2012年4月28日 星期六

No More Junk in Ford's Trunk

When I was in grade school, Dad thought he was doing the household a favor by buying a pair of silver 1983 Ford Thunderbirds. What a disaster. A case study in halfhearted manufacturing and product design, the twins were always in the shop. Soviet-inspired electrical wiring. A/C always on the fritz. Ford truly meant Fix or Repair Daily.

So how meshuga is it that I now lust after a Ford (F)? The 2013 Fusion Hybrid is slated to get 47 mpg in the city. It can drive up to 62 mph on electric alone. And this from the only U.S. carmaker not to take a bailout.

Do call it a comeback.
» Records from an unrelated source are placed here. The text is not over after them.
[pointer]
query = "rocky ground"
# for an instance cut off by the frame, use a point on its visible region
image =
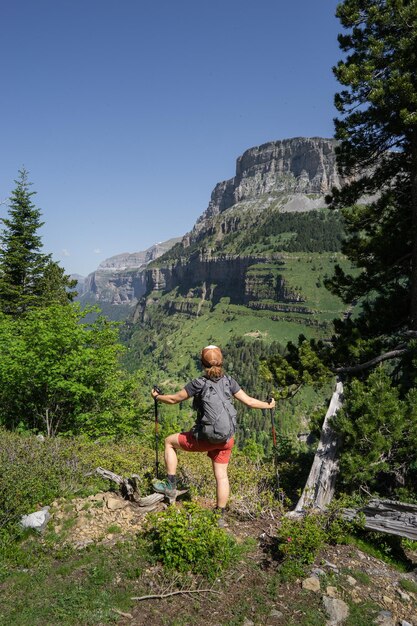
(343, 586)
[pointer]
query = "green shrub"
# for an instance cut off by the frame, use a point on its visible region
(408, 585)
(189, 539)
(301, 539)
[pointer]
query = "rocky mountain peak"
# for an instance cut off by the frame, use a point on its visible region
(299, 165)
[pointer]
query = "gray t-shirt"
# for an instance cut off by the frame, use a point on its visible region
(195, 386)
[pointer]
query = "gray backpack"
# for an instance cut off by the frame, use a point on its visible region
(216, 415)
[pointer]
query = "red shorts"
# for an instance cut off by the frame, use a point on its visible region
(218, 452)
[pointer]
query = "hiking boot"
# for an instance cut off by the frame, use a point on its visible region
(221, 520)
(165, 487)
(221, 523)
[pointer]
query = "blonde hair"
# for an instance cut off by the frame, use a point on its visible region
(212, 360)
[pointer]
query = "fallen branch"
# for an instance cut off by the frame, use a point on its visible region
(378, 359)
(320, 485)
(173, 593)
(387, 516)
(122, 614)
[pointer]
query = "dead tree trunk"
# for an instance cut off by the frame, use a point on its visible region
(388, 516)
(320, 485)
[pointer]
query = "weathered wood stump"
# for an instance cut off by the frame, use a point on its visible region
(387, 516)
(319, 488)
(129, 491)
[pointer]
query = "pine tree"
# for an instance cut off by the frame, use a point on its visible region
(28, 277)
(377, 129)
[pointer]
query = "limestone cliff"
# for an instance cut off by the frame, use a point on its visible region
(121, 279)
(298, 171)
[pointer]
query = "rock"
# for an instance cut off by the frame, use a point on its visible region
(384, 618)
(332, 592)
(404, 596)
(37, 520)
(312, 584)
(336, 609)
(121, 279)
(115, 504)
(331, 565)
(318, 572)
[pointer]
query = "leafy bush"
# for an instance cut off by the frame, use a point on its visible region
(379, 433)
(59, 374)
(301, 539)
(188, 539)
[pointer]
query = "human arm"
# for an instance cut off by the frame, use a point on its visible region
(173, 398)
(253, 403)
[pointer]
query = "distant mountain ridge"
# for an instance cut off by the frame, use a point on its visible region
(283, 176)
(120, 279)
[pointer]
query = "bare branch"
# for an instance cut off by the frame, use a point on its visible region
(378, 359)
(159, 596)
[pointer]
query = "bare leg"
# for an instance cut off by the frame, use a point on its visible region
(171, 461)
(222, 483)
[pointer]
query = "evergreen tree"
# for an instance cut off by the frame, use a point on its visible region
(28, 277)
(378, 151)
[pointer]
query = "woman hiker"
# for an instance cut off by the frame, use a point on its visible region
(212, 361)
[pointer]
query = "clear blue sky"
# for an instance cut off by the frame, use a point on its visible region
(126, 113)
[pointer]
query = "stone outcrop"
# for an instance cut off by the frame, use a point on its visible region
(286, 175)
(295, 167)
(121, 278)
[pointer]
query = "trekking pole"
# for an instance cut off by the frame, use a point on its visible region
(158, 391)
(274, 447)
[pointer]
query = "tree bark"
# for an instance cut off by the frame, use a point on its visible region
(388, 516)
(413, 273)
(319, 488)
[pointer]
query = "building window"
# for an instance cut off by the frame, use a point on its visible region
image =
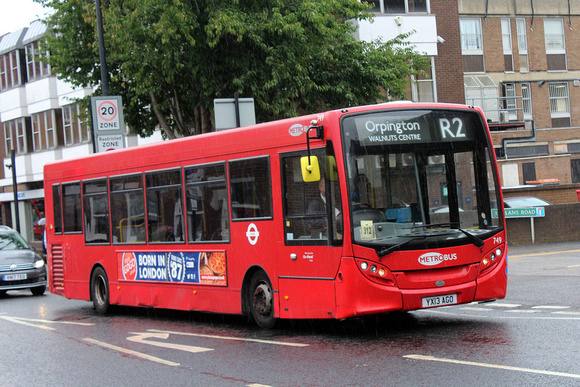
(559, 104)
(16, 136)
(527, 101)
(44, 133)
(575, 167)
(471, 45)
(527, 150)
(74, 125)
(10, 70)
(528, 172)
(523, 45)
(423, 87)
(399, 6)
(508, 102)
(506, 35)
(35, 67)
(555, 44)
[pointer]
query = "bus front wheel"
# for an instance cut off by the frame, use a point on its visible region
(100, 290)
(261, 300)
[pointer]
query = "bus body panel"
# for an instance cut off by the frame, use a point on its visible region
(358, 296)
(307, 298)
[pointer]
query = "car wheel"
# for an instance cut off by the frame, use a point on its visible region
(38, 291)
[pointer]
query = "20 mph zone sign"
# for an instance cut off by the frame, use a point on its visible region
(108, 123)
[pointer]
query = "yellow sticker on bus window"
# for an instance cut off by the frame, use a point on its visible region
(367, 230)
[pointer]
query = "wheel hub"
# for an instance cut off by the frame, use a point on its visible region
(263, 299)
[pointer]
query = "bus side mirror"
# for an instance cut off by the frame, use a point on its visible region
(331, 169)
(310, 168)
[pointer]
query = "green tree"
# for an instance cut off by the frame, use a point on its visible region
(169, 59)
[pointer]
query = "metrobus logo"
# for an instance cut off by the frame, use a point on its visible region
(435, 258)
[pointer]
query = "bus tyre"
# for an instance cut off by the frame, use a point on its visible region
(261, 300)
(100, 290)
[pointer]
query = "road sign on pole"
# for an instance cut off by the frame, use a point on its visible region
(108, 123)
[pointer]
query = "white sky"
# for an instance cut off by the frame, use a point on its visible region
(16, 14)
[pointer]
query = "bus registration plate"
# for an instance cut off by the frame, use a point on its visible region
(448, 299)
(14, 277)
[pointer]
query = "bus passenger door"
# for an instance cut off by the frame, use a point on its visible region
(309, 254)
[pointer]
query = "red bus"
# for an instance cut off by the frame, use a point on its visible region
(351, 212)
And give props to the turnaround leadership of Ford Chief Executive Alan Mulally, who arrived in September 2006 and focused the multinational on streamlining operations, procurement, and marketing. Critically, he took advantage of a still-promiscuous lending environment to borrow $23.4 billion, which was used to avoid bailouts and bankruptcies. Ford earned $29.5 billion in the last three years, reversing $30.1 billion in losses from 2006 through 2008. Its stock price has more than 10-bagged from its November 2008 low of $1.26.

On Tuesday, Dearborn got back its investment-grade credit rating from Fitch, which cited improved earnings and reduced pension costs. Fitch, the lesser-followed Mr. Pibb of credit raters, had ranked Ford’s debt as junk since December 2005. Standard & Poor’s and Moody’s could follow soon.

Ford’s huge debt load would just adore credit upgrades. The company’s bonds yield three points more than government debt on average, vs. 36 percentage points at the peak of the credit crisis in March 2009, says Bloomberg. Companies rated at the lowest investment-grade rating borrow at an average spread of 2.55 percentage points. During the worst of Detroit’s meltdown, things got so dicey for Ford that it had to put up not just its headquarters for collateral, but even its famous blue logo. Thanks to the credit upgrade, Ford can now declare from the rooftops that it actually owns its icon, fair and square.

Don’t knock that high before you’ve tried it.

“Getting the collateral back, getting the blue oval back has been a huge rallying cry and one that we all feel emotionally connected to,” Ford Treasurer Neil Schloss told reporters last month. “Investment-grade companies feel better about themselves.”